Electric 1.0 is now generally available, marking a significant milestone in the development of a Postgres sync engine designed to simplify building real-time applications. The release follows a major rebuild in 2024 to enhance simplicity, speed, reliability, and scalability. Electric's core APIs are now stable, ensuring no backwards-incompatible changes in patch or minor releases. The sync engine has been stress-tested in production environments by companies like Trigger.dev, Otto, and IP.world, demonstrating its stability and scalability. Electric handles partial replication, fan-out, and data delivery, making it a powerful tool for developers. The team is already working on future enhancements, including more expressive partial replication primitives and advanced stream processing.

Key Takeaways

The release of Electric 1.0 signifies a major step forward in local-first software development, providing a stable and scalable Postgres sync engine that simplifies real-time data synchronization.
Electric's ability to handle partial replication, fan-out, and data delivery makes it particularly valuable for applications requiring real-time updates, such as collaborative spreadsheets or AI-driven agent updates.
The Electric team's future plans, including differential dataflow in TypeScript and collaboration with TanStack for optimistic state management, indicate a continued focus on enhancing the platform's expressiveness and ease of use.

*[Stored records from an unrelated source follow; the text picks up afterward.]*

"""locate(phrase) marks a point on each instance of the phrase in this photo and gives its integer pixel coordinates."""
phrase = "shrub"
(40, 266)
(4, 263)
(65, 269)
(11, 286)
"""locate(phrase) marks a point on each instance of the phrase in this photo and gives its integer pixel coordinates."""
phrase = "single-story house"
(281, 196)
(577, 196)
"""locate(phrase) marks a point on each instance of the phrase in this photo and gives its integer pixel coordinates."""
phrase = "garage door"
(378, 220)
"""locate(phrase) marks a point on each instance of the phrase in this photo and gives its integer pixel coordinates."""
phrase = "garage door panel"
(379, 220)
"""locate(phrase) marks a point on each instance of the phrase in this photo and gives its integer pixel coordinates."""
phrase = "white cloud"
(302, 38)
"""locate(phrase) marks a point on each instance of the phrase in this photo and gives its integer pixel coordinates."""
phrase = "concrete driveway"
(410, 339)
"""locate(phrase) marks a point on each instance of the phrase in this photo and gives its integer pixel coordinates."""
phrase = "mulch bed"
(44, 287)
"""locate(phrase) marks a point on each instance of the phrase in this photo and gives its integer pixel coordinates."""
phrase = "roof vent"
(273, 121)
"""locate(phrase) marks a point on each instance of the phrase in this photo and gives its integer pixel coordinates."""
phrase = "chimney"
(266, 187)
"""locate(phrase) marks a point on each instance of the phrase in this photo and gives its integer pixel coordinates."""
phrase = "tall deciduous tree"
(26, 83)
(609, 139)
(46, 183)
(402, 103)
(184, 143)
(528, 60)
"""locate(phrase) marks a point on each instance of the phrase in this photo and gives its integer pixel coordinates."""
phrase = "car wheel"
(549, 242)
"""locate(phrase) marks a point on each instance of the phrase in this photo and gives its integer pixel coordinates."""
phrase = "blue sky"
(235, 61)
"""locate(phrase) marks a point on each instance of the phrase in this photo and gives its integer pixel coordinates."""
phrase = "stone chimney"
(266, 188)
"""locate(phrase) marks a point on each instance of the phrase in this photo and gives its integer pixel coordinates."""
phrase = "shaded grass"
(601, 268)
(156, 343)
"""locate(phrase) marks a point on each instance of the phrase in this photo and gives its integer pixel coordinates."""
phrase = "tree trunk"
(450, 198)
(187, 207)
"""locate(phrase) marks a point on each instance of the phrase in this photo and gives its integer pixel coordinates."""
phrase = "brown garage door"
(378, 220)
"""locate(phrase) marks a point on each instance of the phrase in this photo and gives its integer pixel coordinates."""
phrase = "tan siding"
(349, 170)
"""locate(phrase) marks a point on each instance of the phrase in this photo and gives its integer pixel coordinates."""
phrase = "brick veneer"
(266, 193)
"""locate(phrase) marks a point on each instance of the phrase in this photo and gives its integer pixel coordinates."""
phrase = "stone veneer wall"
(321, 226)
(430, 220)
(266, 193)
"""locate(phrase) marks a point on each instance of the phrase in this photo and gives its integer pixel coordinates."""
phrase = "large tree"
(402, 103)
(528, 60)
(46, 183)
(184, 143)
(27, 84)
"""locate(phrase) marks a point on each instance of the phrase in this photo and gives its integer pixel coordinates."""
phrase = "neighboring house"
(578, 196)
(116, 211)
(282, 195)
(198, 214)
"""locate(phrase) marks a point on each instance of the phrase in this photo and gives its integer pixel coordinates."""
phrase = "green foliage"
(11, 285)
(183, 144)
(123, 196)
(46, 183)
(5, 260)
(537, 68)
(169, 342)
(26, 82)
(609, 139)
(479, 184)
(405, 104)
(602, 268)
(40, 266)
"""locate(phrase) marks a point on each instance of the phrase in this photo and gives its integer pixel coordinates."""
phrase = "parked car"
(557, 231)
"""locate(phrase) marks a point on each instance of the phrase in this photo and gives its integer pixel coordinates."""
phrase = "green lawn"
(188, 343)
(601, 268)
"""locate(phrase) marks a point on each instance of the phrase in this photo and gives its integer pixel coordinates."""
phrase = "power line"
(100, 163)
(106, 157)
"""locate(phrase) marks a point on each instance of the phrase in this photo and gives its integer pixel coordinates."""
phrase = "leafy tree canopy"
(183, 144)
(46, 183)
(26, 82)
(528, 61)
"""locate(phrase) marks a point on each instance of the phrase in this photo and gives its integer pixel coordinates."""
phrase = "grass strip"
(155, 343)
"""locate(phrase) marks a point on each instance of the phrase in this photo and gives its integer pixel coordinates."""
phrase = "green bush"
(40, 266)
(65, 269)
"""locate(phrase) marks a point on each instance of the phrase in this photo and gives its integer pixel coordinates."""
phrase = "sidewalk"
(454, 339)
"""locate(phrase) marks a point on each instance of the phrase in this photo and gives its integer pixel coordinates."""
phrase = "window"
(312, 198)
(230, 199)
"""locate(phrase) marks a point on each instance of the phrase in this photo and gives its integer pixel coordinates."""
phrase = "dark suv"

Local-first software: You own your data, in spite of the cloud

The article proposes 'local-first software' as a set of principles that prioritize user ownership and control over data, while maintaining the benefits of real-time collaboration and cross-device access. It discusses the limitations of cloud apps, surveys existing data storage and sharing models, and examines the potential of Conflict-free Replicated Data Types (CRDTs) as a foundational technology for local-first software. The authors share findings from developing local-first prototypes and suggest next steps for researchers, app developers, and entrepreneurs.

Key Takeaways

Local-first software can provide both collaboration and ownership by treating local data as the primary copy and using servers for secondary copies.
CRDTs have the potential to be a foundational technology for local-first software, enabling real-time collaboration and automatic merging of changes.
The use of CRDTs and peer-to-peer technologies can help realize the local-first vision, but further research is needed to address challenges such as conflict resolution, data visualization, and network communication.

Frequently Asked Questions

How do the CRDT performance benchmarks between json-joy, Y.js, and Automerge translate to real-world application performance, and what factors determine which implementation to choose?
What are the specific trade-offs between ElectricSQL's Postgres-based approach and Ditto's mesh networking strategy for different types of collaborative applications?
How does Apple's on-device foundation model architecture with adapters compare to the local-first database approaches described in the other documents?
What patterns emerge from comparing the security rule systems across ElectricSQL's DDLX, Firebase Security Rules, and Supabase RLS for local-first applications?
How do the dynamic partial replication strategies (Electric's Shapes vs. Replicache's blocks vs. Mongo's query-based sync) affect application design and user experience?
What are the implications of TinyBase's tabular data structure requirement versus the more flexible JSON approaches used by other local-first solutions?
How do the different approaches to logical clocks and causal consistency across these implementations affect the guarantees developers can rely on?
What business model patterns emerge from comparing Anytype's creator-owned keys approach with Ditto's enterprise edge computing focus?